Tidak ada keraguan bahwa film-filmnya sangat besar, ini adalah puncaknya. Jadi, untuk sekuelnya, Nolan pasti akan melangkah lebih jauh, dan kekhawatirannya adalah dia mungkin bertindak terlalu jauh. Prinsip sendiri terkadang terlalu banyak.

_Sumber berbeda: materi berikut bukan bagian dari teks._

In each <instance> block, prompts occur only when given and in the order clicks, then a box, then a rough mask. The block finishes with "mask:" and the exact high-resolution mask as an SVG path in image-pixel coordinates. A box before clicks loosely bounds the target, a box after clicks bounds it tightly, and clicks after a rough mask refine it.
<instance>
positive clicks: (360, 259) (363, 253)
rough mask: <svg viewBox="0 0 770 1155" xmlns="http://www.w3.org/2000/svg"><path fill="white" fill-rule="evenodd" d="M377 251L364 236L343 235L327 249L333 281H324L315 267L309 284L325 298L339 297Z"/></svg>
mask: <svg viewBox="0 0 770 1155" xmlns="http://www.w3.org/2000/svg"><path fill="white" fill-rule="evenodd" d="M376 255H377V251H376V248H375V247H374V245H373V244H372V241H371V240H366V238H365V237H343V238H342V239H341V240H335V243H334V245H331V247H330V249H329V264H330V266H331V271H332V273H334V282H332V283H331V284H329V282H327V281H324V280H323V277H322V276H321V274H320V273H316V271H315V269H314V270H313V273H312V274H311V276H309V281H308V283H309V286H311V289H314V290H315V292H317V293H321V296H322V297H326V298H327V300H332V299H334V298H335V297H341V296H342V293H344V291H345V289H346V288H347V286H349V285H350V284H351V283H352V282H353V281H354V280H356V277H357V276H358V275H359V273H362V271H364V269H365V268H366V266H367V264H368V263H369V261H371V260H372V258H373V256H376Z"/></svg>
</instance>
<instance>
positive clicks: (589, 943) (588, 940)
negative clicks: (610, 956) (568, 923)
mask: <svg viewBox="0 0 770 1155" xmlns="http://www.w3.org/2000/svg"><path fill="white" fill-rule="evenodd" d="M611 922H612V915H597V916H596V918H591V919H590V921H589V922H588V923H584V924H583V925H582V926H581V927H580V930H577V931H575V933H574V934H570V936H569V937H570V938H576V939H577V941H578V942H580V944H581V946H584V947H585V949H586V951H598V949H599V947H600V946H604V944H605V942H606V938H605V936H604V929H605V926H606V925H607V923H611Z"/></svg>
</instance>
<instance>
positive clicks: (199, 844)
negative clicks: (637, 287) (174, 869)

Bisakah jangkauan Nolan melebihi genggamannya pada sekuel?

two Sekuel – Protagonis & Organisasi Tenet

John David Washington sebagai Protagonis Dalam Tenet

Akhir movie cukup banyak menegaskan bahwa The Protagonist adalah orang yang menciptakan organisasi Tenet, dan di masa depan, dia mempekerjakan Neil dan merupakan dalang di balik peristiwa movie tersebut.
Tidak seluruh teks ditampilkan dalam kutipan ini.